I can’t find a source for the WW1 study Sowell is referring to, though I find many, many other unsourced references to it. The Bell Curve has nothing to say about it; though it does debunk that other darling of IQ denialists, H.H. Goddard’s 1913 study on the IQs of immigrants.
(See Rushton on the misrepresentation of Goddard`s inquiries here: “Goddard explicitly did not assert that 80% of Russians, Jews, or any immigrant group in general were feeble minded nor that the figures were representative of all immigrants from those nations. Nor did he claim that the feeblemindedness he was measuring was due to heredity . . .”)

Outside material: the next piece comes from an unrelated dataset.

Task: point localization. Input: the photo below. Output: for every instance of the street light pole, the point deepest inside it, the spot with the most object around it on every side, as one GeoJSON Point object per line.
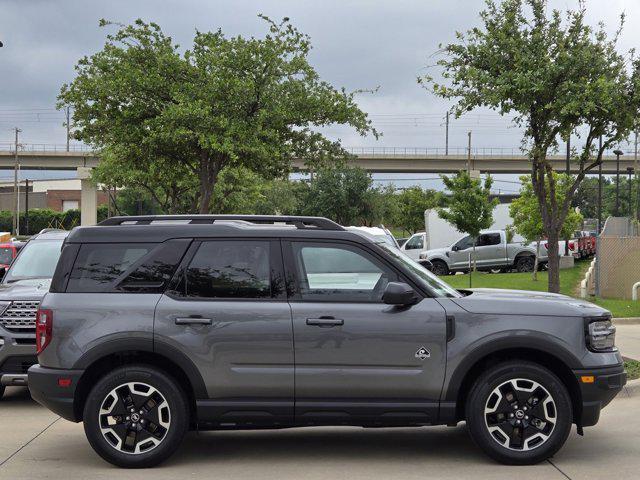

Whether or not there really was such a WW1 result, though, you can’t help but notice — well, you can’t if your vision is not degraded by ideology or wishful thinking — the fondness with which IQ denialists again and again bring up results, or pseudo-results, from 100 years ago, when IQ testing was in its infancy. You have to wonder: Do these people all drive Stanley Steamers?
In February 2012 I attended a meeting about immigration addressed by a social sciences academic, whose blushes I shall spare by keeping him strictly anonymous.
In some post-meeting email exchanges, he referred to “the enormous IQ gains of immigrant groups once assimilated.”
I prodded him on that. From my email records:
Eh? Do you have references from the recent literature?
Here is the most positive study I can find along those lines, and even the claims made there are modest and larded with cautions (“It appears that groups with a mean level of g that is substantially below that of the Dutch have dif?culties integrating . . .,” etc.)
“Enormous”? Really? Please post references, if it`s not too much trouble.
Another meeting participant, also a credentialed academic, backed up my request:
I too would appreciate receiving references on this point. Thanks.
Our social scientist replied thus:
I can, but it will be a while since I am swamped now and will need to try to dig some things out when I get a chance.
That was February 22nd last year. We never heard back.